Con el fin de contribuir modestamente a esta discusión permítanme que escriba unas líneas sobre cómo veo hoy el profesorado universitario del que formo parte desde hace 45 años.
Sé que no voy a cosechar aplausos si digo que en las universidades públicas españolas hay demasiados profesores y no todos llegan al nivel mínimo de calidad exigible. El verdadero profesor universitario tiene que combinar, en distinta medida, dos grandes actividades: la labor investigadora y la función docente. De ambas, la más visible, socialmente hablando, es la actividad docente. Sin embargo, la primera tiene un peso decisivo en el buen profesor universitario.
Sin labor investigadora previa, el profesor no pasa de ser un mero descriptor de la materia. Cosa que actualmente es sensiblemente más fácil cuando las clases teóricas se imparten con la ayuda de las modernas técnicas de visualización de esquemas, como es el power point.

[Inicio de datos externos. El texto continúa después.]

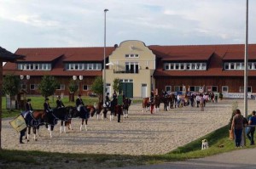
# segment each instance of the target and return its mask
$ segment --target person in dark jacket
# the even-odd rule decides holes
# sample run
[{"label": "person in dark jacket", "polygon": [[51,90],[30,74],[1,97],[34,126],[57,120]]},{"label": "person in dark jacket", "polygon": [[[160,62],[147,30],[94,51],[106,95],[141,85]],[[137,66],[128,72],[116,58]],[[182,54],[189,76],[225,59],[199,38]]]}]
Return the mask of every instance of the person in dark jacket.
[{"label": "person in dark jacket", "polygon": [[56,106],[57,109],[65,107],[64,104],[62,103],[62,101],[61,99],[61,96],[57,96],[56,104],[57,104],[57,106]]},{"label": "person in dark jacket", "polygon": [[80,111],[80,107],[84,106],[84,104],[83,102],[83,99],[81,98],[81,94],[79,94],[78,99],[76,99],[76,107],[79,111]]},{"label": "person in dark jacket", "polygon": [[26,103],[25,104],[25,108],[26,108],[26,112],[31,112],[31,113],[33,112],[33,109],[31,105],[31,99],[28,99],[26,100]]},{"label": "person in dark jacket", "polygon": [[44,110],[46,113],[52,112],[52,109],[49,104],[49,99],[46,98],[44,104]]}]

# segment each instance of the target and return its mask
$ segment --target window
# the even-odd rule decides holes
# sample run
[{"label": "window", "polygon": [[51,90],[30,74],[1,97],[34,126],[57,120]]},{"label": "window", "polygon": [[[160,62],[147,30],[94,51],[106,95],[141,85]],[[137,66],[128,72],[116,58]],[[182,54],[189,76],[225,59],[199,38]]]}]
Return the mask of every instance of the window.
[{"label": "window", "polygon": [[225,63],[224,64],[224,70],[229,70],[230,69],[230,64],[229,63]]},{"label": "window", "polygon": [[207,70],[206,63],[166,63],[165,70]]},{"label": "window", "polygon": [[166,92],[171,92],[172,91],[172,87],[171,86],[166,86]]},{"label": "window", "polygon": [[65,90],[65,84],[60,84],[56,90]]},{"label": "window", "polygon": [[[244,93],[244,87],[239,87],[239,92],[240,93]],[[247,93],[252,93],[252,87],[247,87]]]},{"label": "window", "polygon": [[83,90],[90,90],[89,85],[83,85]]},{"label": "window", "polygon": [[137,62],[126,62],[125,71],[129,73],[138,73],[139,64]]},{"label": "window", "polygon": [[212,92],[218,92],[218,87],[217,86],[212,86]]},{"label": "window", "polygon": [[138,58],[138,54],[125,54],[125,58]]},{"label": "window", "polygon": [[229,92],[229,87],[228,86],[223,86],[222,87],[222,93],[228,93]]},{"label": "window", "polygon": [[182,86],[175,86],[174,87],[174,92],[180,92],[180,91],[183,91]]},{"label": "window", "polygon": [[165,70],[170,70],[170,65],[169,64],[165,65]]},{"label": "window", "polygon": [[31,84],[30,85],[30,89],[31,90],[37,90],[38,89],[38,85],[37,84]]},{"label": "window", "polygon": [[190,92],[195,92],[195,87],[189,87]]},{"label": "window", "polygon": [[21,89],[25,89],[25,90],[26,90],[26,84],[21,84]]}]

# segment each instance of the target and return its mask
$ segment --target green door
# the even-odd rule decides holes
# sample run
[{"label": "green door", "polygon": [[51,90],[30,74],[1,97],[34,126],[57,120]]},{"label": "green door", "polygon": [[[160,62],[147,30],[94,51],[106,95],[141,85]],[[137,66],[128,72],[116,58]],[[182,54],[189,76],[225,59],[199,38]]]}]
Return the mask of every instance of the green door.
[{"label": "green door", "polygon": [[126,98],[133,98],[133,83],[122,82],[123,93]]}]

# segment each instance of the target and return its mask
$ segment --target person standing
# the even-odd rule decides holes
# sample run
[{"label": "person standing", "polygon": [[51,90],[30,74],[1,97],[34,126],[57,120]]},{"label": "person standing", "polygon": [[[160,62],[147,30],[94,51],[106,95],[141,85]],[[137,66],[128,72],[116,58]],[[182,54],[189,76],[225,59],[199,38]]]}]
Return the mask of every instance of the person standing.
[{"label": "person standing", "polygon": [[48,98],[46,98],[45,100],[44,100],[44,110],[45,113],[52,112],[52,109],[49,106],[49,99]]},{"label": "person standing", "polygon": [[26,112],[31,112],[31,113],[33,112],[33,109],[32,109],[32,107],[31,105],[31,99],[28,99],[26,100],[25,107],[26,107]]},{"label": "person standing", "polygon": [[[248,125],[256,125],[256,111],[252,112],[252,116],[249,117]],[[249,138],[251,142],[251,145],[254,145],[254,132],[255,132],[255,127],[249,127],[249,129],[247,132],[247,136]]]},{"label": "person standing", "polygon": [[79,97],[76,99],[76,107],[77,107],[78,110],[80,111],[81,106],[84,106],[84,104],[83,99],[81,98],[81,94],[79,94]]},{"label": "person standing", "polygon": [[231,130],[235,133],[236,147],[240,147],[243,128],[243,116],[241,115],[240,110],[236,110],[235,111],[236,115],[233,116]]},{"label": "person standing", "polygon": [[57,104],[57,106],[56,106],[57,109],[65,107],[64,104],[62,103],[62,101],[61,99],[61,96],[57,96],[56,104]]}]

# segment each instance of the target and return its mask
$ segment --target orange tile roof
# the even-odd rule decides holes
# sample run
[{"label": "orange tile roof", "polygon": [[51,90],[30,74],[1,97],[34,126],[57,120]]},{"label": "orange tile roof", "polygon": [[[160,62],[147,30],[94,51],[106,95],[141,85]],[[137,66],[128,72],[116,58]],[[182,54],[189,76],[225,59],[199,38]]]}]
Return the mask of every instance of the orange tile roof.
[{"label": "orange tile roof", "polygon": [[[183,45],[183,46],[148,46],[156,55],[158,64],[154,76],[243,76],[242,70],[223,70],[223,61],[242,60],[244,45]],[[17,75],[42,76],[102,76],[101,70],[65,70],[65,62],[103,62],[103,48],[19,48],[16,54],[25,55],[26,62],[52,62],[53,69],[46,70],[17,70],[15,63],[7,63],[3,66],[5,72],[15,72]],[[250,44],[249,59],[256,59],[256,44]],[[114,50],[106,48],[106,58]],[[207,70],[164,70],[163,62],[206,61],[209,63]],[[248,76],[256,76],[256,70],[249,70]]]}]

La preparación de la clase desde una óptica puramente descriptiva y que no se base en una actitud interrogativa previa del docente es una tarea muy empobrecedora de la función de enseñar. Dicho con más claridad: para enseñar hay que saber y se empieza a saber cuándo se profundiza durante años en una materia con espíritu crítico e interrogativo. Pero no basta con investigar y saber, hay que tener aptitud para transmitir los conocimientos o –en otros términos- tener capacidad docente. Y ésta cualidad tampoco la posee una buena parte de los que imparten clases en la aulas.
Pues bien, en la Universidad española de nuestros días hay muchos profesores que no investigan, que no pasen de la mera descripción y divulgación del conocimiento. Y por si esto no fuera suficiente, no son pocos los profesores que simplemente no saben enseñar: carecen de la virtud de la claridad y son incapaces de hacer llegar su pensamiento a los alumnos. Creo sinceramente que los profesores que carezcan de una de estas dos cualidades sobran: no tienen sitio en una institución que tiene como misión generar el saber y transmitirlo, no una cosa o la otra, sino las dos a la vez y en igual medida.
Si, como ha apuntado la Secretaria de Estado, la financiación de la universidad pública debe estar en función, no del número de alumnos, sino del nivel de excelencia del profesorado tanto respecto de la calidad docente como en atención a la obtención de resultados científicos, parece llegada la hora de exigir que se examine con lupa al profesorado existente, que se deje solo a los más competentes en el doble ámbito de la docencia y la investigación ,y que cara al futuro se establezca un sistema exigente de selección en el que no se obtengan los puestos por el criterio caritativo de “ocupar” un puesto durante muchos años, sino por superar pruebas objetivas y exigentes de docencia e investigación. Y es que si con alguien hay que ser riguroso es con los generadores y transmisores del saber. Si falla el profesorado, será casi imposible que no lo haga también un número importante del alumnado.